Notable Moments & Quotes (with Timestamps)
- On historical research methods:
“I would hire students to go scrolling through these microfilm reels and copying down articles that might bear somehow or other on the issues behind the making of these old laws. It was very, very labor intensive.” – George Fisher (06:29) - On the deep history of moralism in drug policy:
“Not all pleasures... many pleasures are thought to be refined ... It’s those pleasures that are more bestial or appetitive that were condemned.” – George Fisher (10:46) - On marijuana law origins:
“The first state to ban cannabis was Massachusetts. Four of the first 10 states to ban cannabis were in New England...the record is again clear that there wasn’t the slightest fear of Mexican American immigrants…” – George Fisher (37:57) - On the paradox of racism and enforcement:
“The enforcement of those laws was strongly directed toward banning only those opium dens that sold to white people...to tolerating...those opium dens run by the Chinese with servicing only Chinese patrons.” – George Fisher (41:41) - On the modern legalization movement:
“What was unexpected to me was how around 2010, 2012, [racially] disparate enforcement tactics became a rallying cry for the legalization of marijuana.” – George Fisher (54:52)
Important Segment Timestamps
- Intro & Fisher’s background – 01:32–04:28
- Archival research process – 04:28–08:42
- Book’s thesis: Moral roots vs. racial myths – 09:06–14:21
- Contrasting with established historians – 13:46–18:55
- Alcohol’s unique status/monogamy’s paradox – 19:48–25:34
- Cannabis and the limits of medical exception – 28:41–32:28
- Harry Anslinger’s true legacy – 32:28–36:27
- Origins of anti-cannabis laws (focusing on New England, not the border) – 37:47–40:34
- Racism by “malign neglect” and focus on protecting respectable whites – 41:16–46:27
- Racial disproportionality in late 20th-century drug enforcement – 48:30–53:11
- Modern shift: Racial justice fueling legalization – 53:57–60:01
Final Reflections
- Fisher’s work challenges us to reconsider standard interpretations of American drug policy history and to examine how enduring moral schemas and evolving racial dynamics have intersected, sometimes in subtle and contradictory ways.

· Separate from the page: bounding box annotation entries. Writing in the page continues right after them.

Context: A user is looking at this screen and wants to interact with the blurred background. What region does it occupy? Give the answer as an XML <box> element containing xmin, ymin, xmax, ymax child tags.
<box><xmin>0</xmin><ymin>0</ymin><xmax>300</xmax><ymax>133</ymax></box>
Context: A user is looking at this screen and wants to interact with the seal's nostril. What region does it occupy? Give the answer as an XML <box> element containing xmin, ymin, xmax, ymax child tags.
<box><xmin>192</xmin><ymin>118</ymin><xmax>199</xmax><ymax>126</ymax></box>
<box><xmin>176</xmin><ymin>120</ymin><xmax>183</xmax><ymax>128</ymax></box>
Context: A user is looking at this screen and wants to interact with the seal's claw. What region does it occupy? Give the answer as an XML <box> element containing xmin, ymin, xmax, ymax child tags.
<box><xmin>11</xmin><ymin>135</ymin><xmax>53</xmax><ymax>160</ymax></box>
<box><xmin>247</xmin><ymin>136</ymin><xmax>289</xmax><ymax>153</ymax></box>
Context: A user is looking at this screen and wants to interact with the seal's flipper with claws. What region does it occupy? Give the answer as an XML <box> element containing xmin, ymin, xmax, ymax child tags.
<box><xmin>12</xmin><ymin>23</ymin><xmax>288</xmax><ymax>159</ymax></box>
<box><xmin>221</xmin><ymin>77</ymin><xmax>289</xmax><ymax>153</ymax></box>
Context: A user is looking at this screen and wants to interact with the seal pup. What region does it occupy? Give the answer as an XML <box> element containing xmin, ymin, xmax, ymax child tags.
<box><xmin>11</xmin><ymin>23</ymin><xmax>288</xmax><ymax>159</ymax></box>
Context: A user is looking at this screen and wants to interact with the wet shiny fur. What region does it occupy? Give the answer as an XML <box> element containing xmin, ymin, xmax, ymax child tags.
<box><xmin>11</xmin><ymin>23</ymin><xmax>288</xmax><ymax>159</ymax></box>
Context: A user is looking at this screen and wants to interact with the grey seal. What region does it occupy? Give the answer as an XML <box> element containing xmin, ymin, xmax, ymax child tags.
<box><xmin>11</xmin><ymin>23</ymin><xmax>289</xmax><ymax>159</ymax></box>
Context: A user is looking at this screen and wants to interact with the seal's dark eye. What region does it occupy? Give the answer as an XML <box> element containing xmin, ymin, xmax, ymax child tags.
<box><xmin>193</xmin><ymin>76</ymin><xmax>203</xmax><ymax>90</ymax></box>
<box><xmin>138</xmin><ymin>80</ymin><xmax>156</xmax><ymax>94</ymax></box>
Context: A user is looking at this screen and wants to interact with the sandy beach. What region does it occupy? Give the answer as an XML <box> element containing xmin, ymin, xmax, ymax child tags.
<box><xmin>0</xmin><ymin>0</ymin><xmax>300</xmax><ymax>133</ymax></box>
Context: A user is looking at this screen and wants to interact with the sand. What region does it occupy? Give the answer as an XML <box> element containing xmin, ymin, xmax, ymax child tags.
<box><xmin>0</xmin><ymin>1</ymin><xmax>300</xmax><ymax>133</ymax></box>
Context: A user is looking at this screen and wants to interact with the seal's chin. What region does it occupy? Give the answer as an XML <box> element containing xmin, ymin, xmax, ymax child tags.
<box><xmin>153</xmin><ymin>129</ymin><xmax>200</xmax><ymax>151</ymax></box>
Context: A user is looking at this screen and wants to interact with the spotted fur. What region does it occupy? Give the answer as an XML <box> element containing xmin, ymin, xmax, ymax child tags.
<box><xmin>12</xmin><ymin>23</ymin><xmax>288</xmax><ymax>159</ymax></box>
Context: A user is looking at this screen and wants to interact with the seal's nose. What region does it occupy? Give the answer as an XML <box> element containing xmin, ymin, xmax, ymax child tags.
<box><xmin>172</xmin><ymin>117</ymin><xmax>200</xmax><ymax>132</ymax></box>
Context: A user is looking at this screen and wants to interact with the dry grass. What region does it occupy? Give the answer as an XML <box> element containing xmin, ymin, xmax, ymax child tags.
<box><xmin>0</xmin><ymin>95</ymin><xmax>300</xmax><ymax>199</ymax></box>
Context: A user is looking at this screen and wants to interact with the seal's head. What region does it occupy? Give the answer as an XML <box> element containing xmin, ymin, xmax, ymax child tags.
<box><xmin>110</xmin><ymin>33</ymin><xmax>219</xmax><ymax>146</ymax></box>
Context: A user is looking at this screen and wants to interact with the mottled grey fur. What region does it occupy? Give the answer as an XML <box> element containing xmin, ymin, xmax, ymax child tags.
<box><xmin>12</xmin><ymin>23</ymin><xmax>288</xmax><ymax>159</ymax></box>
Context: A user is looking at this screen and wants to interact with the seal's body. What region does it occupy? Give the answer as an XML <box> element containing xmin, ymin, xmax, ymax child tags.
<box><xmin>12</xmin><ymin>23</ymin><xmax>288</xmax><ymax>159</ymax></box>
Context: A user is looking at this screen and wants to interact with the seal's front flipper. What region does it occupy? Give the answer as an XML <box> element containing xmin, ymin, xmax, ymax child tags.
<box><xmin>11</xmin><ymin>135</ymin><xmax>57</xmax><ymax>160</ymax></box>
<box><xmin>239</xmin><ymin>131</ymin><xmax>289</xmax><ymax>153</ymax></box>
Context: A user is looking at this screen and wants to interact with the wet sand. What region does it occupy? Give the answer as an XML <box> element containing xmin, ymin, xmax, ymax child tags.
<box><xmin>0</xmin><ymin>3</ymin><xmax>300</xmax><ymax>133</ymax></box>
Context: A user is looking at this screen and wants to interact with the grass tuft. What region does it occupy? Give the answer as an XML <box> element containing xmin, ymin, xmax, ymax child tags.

- The episode underscores the importance of deep, original historical research and the dangers of simplistic, monocausal narratives.
Closing
- Fisher is now turning to a new project: a handbook for young prosecutors on ethics and independent judgment (61:04).
“The role of the prosecutor ... is a noble and good one, but only when prosecution is done well and when prosecution is done badly, it’s a vicious and dangerous enterprise.” – George Fisher (61:33)
This summary provides a thorough guide to the episode’s content and arguments, capturing the spirit and nuance of the conversation for listeners and non-listeners alike.